Major drug thefts occurred in Italy between 2011 and 2014, with medicines entering supply chains across Europe. Photograph: Voisin/Phanie/Rex/Shutterstock

Unsafe medicines entered NHS supply chain

An internal inquiry have been launched by Medical authorities in Britain after unsafe medicines were stolen from Italian hospitals and sold to UK pharmacies and patients. The NHS supply chains was infiltrated by criminal gangs linked to mafia in 2014, which resulted in prescription medicines being imported into the UK for prostate cancer, epilepsy and schizophrenia.

According to an investigation by Channel 4 Dispatches, four types of unsafe medicine sold to pharmacies with more than 10,000 units of stolen drugs had arrived in the UK by 2014.

The Medicines and Healthcare products Regulatory Agency (MHRA) did not alert the public and said that they were legitimate medicines so it is believed that the risk to public health was low. The medicines were classed as “falsified” and were not counterfeit.
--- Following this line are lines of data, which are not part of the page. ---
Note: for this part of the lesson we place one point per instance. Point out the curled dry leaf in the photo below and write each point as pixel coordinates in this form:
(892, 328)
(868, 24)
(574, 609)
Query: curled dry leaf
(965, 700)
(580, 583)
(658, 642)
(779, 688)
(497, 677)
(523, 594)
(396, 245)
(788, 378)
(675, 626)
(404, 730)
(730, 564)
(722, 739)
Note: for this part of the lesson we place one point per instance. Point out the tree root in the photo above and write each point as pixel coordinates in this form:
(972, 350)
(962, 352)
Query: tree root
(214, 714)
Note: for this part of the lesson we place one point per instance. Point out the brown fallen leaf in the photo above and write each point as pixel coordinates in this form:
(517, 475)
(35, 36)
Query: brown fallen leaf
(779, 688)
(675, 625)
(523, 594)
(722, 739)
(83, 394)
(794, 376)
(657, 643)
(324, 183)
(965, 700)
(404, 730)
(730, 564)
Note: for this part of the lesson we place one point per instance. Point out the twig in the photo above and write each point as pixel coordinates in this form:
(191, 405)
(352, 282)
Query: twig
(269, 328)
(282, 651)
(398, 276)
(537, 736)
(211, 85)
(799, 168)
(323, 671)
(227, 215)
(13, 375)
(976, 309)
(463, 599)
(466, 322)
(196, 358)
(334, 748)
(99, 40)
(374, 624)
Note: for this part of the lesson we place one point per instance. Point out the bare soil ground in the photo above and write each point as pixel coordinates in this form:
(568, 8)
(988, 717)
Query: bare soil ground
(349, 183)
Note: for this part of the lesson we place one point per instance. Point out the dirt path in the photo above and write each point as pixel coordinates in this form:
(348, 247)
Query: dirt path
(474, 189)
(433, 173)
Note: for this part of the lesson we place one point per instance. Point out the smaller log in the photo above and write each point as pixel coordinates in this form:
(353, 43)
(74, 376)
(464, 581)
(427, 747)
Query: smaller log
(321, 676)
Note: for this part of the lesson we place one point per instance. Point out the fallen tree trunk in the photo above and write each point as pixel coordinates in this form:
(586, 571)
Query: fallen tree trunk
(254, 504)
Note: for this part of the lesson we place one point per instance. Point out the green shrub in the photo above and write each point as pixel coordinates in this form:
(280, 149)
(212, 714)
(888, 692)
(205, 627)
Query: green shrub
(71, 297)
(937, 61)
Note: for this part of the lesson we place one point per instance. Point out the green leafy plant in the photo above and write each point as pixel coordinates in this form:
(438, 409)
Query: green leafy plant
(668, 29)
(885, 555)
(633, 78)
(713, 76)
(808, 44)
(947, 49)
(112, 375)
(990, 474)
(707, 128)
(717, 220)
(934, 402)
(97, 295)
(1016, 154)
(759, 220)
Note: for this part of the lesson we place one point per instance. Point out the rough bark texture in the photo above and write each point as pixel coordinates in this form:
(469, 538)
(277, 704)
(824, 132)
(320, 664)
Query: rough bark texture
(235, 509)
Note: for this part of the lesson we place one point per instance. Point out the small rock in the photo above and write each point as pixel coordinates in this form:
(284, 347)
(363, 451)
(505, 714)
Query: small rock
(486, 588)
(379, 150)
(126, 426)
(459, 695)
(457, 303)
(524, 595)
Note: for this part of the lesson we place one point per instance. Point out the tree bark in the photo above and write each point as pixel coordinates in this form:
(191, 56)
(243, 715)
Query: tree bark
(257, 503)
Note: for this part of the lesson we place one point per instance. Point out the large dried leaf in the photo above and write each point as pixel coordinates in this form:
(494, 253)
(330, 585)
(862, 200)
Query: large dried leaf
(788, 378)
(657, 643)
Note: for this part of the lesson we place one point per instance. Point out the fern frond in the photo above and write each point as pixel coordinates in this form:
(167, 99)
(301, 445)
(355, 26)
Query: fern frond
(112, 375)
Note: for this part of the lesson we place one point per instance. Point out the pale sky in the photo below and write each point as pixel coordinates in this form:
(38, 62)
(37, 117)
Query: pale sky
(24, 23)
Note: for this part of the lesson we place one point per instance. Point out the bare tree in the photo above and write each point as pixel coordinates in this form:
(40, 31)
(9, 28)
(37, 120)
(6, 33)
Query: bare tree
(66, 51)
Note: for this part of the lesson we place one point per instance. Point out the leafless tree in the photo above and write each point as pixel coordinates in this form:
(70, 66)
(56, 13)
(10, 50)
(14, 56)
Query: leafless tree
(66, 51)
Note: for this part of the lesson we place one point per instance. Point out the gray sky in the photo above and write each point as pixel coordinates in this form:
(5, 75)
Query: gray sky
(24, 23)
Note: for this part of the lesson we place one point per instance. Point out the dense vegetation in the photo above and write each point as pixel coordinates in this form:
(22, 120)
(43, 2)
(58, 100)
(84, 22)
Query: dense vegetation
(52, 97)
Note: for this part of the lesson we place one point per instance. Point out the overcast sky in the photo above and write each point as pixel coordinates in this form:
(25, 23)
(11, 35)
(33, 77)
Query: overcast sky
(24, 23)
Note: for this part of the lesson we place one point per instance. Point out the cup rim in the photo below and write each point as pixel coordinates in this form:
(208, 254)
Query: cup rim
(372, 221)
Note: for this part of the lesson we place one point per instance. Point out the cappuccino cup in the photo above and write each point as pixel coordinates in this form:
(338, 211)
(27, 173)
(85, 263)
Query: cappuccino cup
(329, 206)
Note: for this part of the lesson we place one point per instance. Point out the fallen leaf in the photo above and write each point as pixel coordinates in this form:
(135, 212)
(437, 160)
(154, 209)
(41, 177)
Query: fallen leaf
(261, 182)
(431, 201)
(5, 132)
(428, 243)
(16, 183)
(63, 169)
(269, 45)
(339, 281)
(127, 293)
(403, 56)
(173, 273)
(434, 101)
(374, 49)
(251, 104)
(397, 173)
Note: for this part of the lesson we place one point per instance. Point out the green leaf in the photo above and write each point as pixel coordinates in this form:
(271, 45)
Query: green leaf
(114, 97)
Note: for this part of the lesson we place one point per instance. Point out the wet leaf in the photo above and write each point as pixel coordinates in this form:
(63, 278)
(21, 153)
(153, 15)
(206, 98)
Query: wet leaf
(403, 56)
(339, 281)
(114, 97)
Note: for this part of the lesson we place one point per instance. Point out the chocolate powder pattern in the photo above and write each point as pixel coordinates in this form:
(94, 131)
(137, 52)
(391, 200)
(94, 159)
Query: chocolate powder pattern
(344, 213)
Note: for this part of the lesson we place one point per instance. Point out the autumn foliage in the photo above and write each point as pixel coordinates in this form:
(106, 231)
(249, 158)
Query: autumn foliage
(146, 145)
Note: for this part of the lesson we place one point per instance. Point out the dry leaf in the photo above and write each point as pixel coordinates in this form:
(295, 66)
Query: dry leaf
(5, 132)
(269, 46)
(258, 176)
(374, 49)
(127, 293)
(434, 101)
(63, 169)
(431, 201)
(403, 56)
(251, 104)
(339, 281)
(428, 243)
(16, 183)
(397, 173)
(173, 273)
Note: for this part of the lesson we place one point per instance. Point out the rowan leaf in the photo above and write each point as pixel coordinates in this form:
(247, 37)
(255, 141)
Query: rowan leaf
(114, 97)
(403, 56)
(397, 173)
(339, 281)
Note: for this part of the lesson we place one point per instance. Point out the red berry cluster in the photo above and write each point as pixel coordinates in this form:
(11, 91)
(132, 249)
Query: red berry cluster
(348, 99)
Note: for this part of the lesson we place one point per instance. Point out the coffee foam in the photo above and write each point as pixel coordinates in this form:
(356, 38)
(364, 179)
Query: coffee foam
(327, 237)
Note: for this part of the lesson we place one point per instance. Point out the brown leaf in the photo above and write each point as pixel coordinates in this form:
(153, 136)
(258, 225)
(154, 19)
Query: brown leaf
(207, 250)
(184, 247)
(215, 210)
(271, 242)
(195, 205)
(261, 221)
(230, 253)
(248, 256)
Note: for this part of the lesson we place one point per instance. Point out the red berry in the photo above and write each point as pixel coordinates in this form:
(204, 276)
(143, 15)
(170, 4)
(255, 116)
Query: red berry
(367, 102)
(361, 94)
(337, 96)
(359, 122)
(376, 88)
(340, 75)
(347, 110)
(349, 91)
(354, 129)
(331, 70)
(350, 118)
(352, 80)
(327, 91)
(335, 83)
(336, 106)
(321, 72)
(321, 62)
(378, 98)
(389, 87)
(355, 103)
However, during an investigation of the stolen medicines in 2014, the regulator found that the probe were incomplete and prompting an internal review to ensure the regulated supply chain was adequately protected. The chief executive if MHRA, Ian Hudson received the information and reports on medicines being stolen in Italy and sold to the UK, a year after the thefts occurred. In addition, MHRA have falsified the medicines from the regulated supply chain for nine times in the last decade and no evidence of the medicines made it to patients.

Norman Lamb, the former Liberal Democrat health minister led calls for a review and said the people need to be told first that they may have illegal medicines. Furthermore, he found out that there hasn’t been openness about this.